Iverson özgürlüğüne kavuşunca Georgetown Üniversitesi’ne gitti. Annesi, basketbol antrenörü John Thompson’la konuşmuş ve oğlunun oraya kabulünü sağlamıştı. 1994 yılında girdiği üniversiteyi profesyonel olmak için 1996’da terk etti. Ve Philadelphia 76ers’a katıldı. İlk yılında takımın kötü performansına rağmen kalitesini gösterdi ve "Yılın Çaylağı" seçildi.
Bir sonraki sezon takımın başında Larry Brown vardı. Genç oyuncularda kısa sürede büyük gelişme sağlamasıyla tanınan Brown, sonraki sezon takıma sekiz sene sonraki ilk play-off’unu getiriyor ve Doğu Konferansı’nda yarı finale taşıyordu. Iverson da en çok sayı atan oyuncu oldu. 1999-2000 sezonunda yükselen Brown-Iverson çatışması bu sezon başında diniyor ve bugünkü başarı geliyordu.

Nedir bu özellikler?
• Iverson 7 Haziran 1975’te doğdu. Tiaura adında bir kızı, Allen II adında bir oğlu var. Tawanna Turner ile nişanlı. Ayrıca Brandy ve Iieshea adlı iki de kız kardeşi var.
• Guard oynuyor. 1,83 boyunda, 75 kilo.
• Küçükken sadece Jordan model ayakkabılar giyerdi.
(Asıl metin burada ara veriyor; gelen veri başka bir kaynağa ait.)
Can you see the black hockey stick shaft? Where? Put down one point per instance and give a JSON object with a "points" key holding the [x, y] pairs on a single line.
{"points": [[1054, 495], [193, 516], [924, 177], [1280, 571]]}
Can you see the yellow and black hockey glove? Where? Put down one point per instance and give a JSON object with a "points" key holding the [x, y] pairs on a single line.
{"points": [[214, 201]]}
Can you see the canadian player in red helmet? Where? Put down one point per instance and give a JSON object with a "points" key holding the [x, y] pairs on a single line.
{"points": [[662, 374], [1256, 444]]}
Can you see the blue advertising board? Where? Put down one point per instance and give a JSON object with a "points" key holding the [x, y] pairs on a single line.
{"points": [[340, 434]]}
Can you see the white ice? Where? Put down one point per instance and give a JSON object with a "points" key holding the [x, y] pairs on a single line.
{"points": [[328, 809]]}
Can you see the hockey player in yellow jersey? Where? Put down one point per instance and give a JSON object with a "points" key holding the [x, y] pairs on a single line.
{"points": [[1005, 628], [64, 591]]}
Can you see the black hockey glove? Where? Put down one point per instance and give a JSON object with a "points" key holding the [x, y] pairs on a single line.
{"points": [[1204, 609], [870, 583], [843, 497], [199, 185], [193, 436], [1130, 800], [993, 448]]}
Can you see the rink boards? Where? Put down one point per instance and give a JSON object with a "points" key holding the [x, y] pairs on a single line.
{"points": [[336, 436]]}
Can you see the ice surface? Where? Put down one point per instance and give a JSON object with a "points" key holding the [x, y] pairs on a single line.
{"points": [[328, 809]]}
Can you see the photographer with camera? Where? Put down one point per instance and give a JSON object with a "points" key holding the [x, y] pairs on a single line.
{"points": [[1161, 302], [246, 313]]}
Annesi bu ayakkabıları oğluna alabilmek için ne gerekiyorsa yaptı.
• Georgetown Üniversitesi’nde oynarken lakabı "The Answer / Cevapötı.
• Annesi her maçına geliyor ve "That’s my boy #3 / 3 numara benim oğlum" yazan bir pankartla tribünde oturuyor.
• En çok korktuğu şey annesinin ölümü. Ondan önce ölmek istiyor.
• "Slow Motion" adlı bir albüm hazırlığı içinde. Zaten Mase, Da Brat ve Jermaine Dupree gibi rap ve soul yıldızlarıyla yakın dost.
• 300 bin dolarlık (yaklaşık 350 milyar lira) mücevheri ve 80 bin dolarlık (yaklaşık 10 milyar lira) bir saati var.
• Boş zamanlarında resimle uğraşıyor. İdolü Michael Jordan’ın kocaman bir tablosunu yaptı; evinin duvarında asılı.
• En sevdiği sinema yıldızları Samuel L. Jackson, Al Pacino ve Halle Berry.
• En sevdiği yemek lazanya.
• En sevdiği şarkı Notorious B.I.G.’den "Unbelievable".
• Bir kuaför haftada iki kere şehir dışından gelip Iverson’ın saçlarını yapıyor.
• Vasiyeti, mezar taşında "Misunderstood / Yanlış anlaşılan" yazması.